ES: Allow me to step back for a moment to elaborate my answer better. What the European Union is experiencing at the moment is a lack of trust. A lack of trust among MS, a lack of trust towards the asylum seekers who we should be protecting and towards the system itself. So, the question is: how do we create a system that fosters mutual trust? We should be able to give clear future prospects and build that trust with refugees. But this is not the direction taken by the Commission in its proposal. Reading the reform, one gets the feeling that the text is written to reassure MS rather than to improve the system. The main example is the effort made to prevent secondary movements, as most MS worry about it. While it is clear that the only way to prevent secondary movements is to take into account – as much as possible – the ties and preferences of asylum seekers in choosing a host country. Many experts on migration law also claim that the failure of the Dublin system is due to its coercive nature. Reducing coercion would then mean decreasing the number of secondary movements across the EU. Giving a high priority to family reunification, broadening extensively the concept of “family”, considering the ties and the preferences of asylum seekers, could all be ways of freeing the system from some unnecessary constrictive elements.
AC: But still the reform proposal goes in the opposite direction, making for example some asylum requests “inadmissible”.
ES: The inadmissibility checks proposed by the Commission in Art. 3(3) are one of the most worrying aspects of the whole reform because they are based on a very vague concept of Safe Third Country, which is defined in the Procedure Directive and which foresees a high level of discretion by the MS, who have to decide whether a third country is a safe state or not. Put in the broader context of the EU-Turkey Deal, a potential Italy-Libya Deal and the new Partnership Framework with African Countries, we see a clear tendency of the EU migration and asylum policy to externalise our borders and responsibility. The combination of these agreements with the inadmissibility checks will facilitate the return of asylum seekers to Safe Third Countries, including minors, families and vulnerable people. Moreover, the inadmissibility checks would add another burden to the MS that are located on the “hot” borders of the EU.

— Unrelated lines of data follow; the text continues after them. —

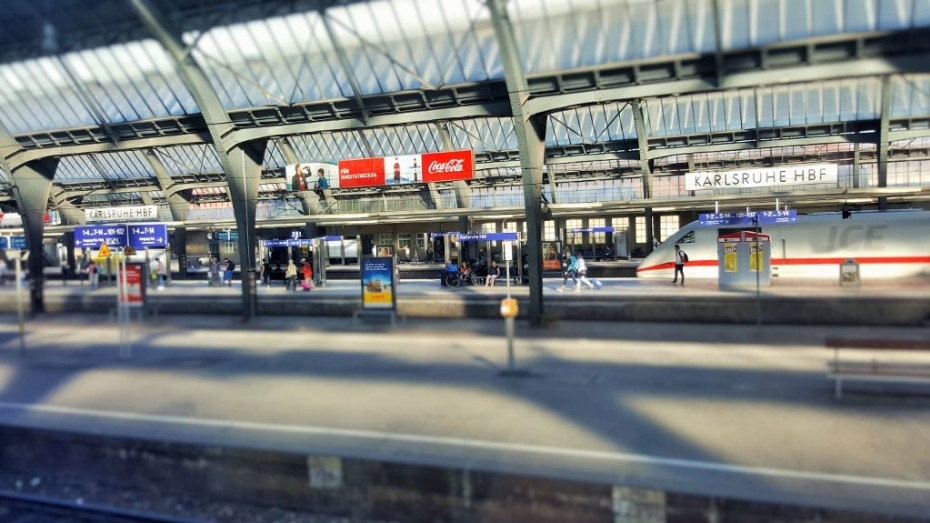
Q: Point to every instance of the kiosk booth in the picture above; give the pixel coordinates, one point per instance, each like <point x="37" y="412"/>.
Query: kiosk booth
<point x="744" y="259"/>
<point x="491" y="238"/>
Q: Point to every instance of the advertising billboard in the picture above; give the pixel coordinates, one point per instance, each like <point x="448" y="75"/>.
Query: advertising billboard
<point x="311" y="176"/>
<point x="406" y="169"/>
<point x="377" y="282"/>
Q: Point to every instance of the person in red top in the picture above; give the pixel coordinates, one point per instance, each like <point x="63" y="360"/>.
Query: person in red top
<point x="307" y="271"/>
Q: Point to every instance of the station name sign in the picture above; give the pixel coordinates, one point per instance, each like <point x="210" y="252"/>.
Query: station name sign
<point x="122" y="214"/>
<point x="121" y="235"/>
<point x="768" y="177"/>
<point x="748" y="218"/>
<point x="591" y="229"/>
<point x="488" y="236"/>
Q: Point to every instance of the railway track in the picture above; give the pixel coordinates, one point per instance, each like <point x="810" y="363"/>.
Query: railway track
<point x="19" y="508"/>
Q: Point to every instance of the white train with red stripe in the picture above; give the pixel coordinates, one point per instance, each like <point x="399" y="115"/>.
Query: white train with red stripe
<point x="890" y="244"/>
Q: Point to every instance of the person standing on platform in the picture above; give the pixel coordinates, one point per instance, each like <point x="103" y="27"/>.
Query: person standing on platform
<point x="582" y="270"/>
<point x="160" y="273"/>
<point x="214" y="272"/>
<point x="266" y="273"/>
<point x="227" y="276"/>
<point x="321" y="182"/>
<point x="307" y="272"/>
<point x="290" y="276"/>
<point x="92" y="274"/>
<point x="494" y="272"/>
<point x="680" y="259"/>
<point x="570" y="270"/>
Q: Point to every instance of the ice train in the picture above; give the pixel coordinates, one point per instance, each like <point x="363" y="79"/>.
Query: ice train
<point x="890" y="244"/>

So, yes, I am strongly fighting against the inclusion of inadmissibility checks in the reform, and I am also trying to raise awareness among my colleagues about the importance of such provision, because if it goes through, one day we may have a harmonized European asylum system, but one without asylum seekers.
AC: One last question: in a provision – which the ECRE has defined as “counter-intuitive” – the proposal abolishes the so-called “sovereignty clause”, which allows MS to refrain from conducting systematic Dublin procedures, as was the case in Germany with Syrians in September 2015. What is your position on that?
ES: I am of course firmly against this provision believing that, in a system that works not only should asylum seekers be entitled to express their preferences about where to be relocated, but Member States who are willing to do more should be given the chance to do so. There is absolutely no reason to build such a strict mechanism like the one enshrined in the Commission proposal. Once again, this reform seems to be written only to assess clearly who is responsible to process an asylum application rather than to improve the system and make it more efficient and humane.